During his upper house belonging he was following his appointment by the leader of the Liberal Party in the upper house, Frank Byers, Baron Byers , first from 1977 to 1984 Parliamentary General Manager of the Group of the Liberal Party ( Liberal Chief Whip in the House of Lords ) and later spokesman for his group, for domestic and health policy. In his House of Lords speeches, he was extremely critical of government proposals both to restrict jury trial rights and to curtail the right to appeal in so-called “lenient sentencing cases”.

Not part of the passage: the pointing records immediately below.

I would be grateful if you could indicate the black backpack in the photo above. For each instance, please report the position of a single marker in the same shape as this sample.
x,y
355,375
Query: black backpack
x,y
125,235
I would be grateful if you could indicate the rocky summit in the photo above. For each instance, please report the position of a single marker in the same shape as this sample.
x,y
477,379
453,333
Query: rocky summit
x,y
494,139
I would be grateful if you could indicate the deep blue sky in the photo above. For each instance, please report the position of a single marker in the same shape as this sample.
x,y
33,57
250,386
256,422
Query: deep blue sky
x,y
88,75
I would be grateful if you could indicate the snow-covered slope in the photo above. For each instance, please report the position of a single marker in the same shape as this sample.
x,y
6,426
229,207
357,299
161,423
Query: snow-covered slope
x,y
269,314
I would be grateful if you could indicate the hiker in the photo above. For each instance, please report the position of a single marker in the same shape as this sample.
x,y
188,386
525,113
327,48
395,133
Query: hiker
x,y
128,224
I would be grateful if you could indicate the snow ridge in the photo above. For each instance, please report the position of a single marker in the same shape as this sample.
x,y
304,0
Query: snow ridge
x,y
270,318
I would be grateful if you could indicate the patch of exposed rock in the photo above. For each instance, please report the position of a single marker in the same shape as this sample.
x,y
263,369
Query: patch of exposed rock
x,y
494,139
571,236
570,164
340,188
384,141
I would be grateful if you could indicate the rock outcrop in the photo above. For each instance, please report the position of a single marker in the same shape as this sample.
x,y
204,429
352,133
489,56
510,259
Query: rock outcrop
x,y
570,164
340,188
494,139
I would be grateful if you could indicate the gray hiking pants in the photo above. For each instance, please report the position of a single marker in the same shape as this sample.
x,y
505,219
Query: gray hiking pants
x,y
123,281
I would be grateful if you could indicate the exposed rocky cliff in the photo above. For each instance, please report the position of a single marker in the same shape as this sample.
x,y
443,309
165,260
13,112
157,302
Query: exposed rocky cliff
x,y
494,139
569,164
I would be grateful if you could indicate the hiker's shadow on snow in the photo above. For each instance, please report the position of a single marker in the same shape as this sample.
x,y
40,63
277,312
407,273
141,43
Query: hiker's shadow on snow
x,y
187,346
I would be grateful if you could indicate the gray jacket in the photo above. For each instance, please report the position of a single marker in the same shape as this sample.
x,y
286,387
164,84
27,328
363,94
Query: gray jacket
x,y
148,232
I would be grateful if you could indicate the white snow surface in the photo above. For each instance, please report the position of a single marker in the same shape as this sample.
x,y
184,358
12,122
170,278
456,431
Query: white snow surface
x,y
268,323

Furthermore, Baron Wigoder became chairman of the Health Services Board in 1977 and, after its dissolution in 1980 by Prime Minister Margaret Thatcher, was first chairman and then vice-chairman of the health company Bupa between 1981 and 1992 . He also served as President of the Statute Society from 1984 to 1990 .

His marriage to Yolanda Levinson in 1948 resulted in four children, including entrepreneur and business manager Charles Wigoder , who is, among other things, executive chairman of the telecommunications company Telecom Plus .

Web links

Individual evidence

  1. ^ London Gazette  (Supplement). No. 35666, HMSO, London, August 14, 1942, p. 3549 ( PDF , accessed October 16, 2013, English).
  2. London Gazette . No. 43960, HMSO, London, April 22, 1966, p. 4949 ( PDF , accessed October 16, 2013, English).
  3. London Gazette . No. 45540, HMSO, London, December 9, 1971, p. 13475 ( PDF , accessed October 16, 2013, English).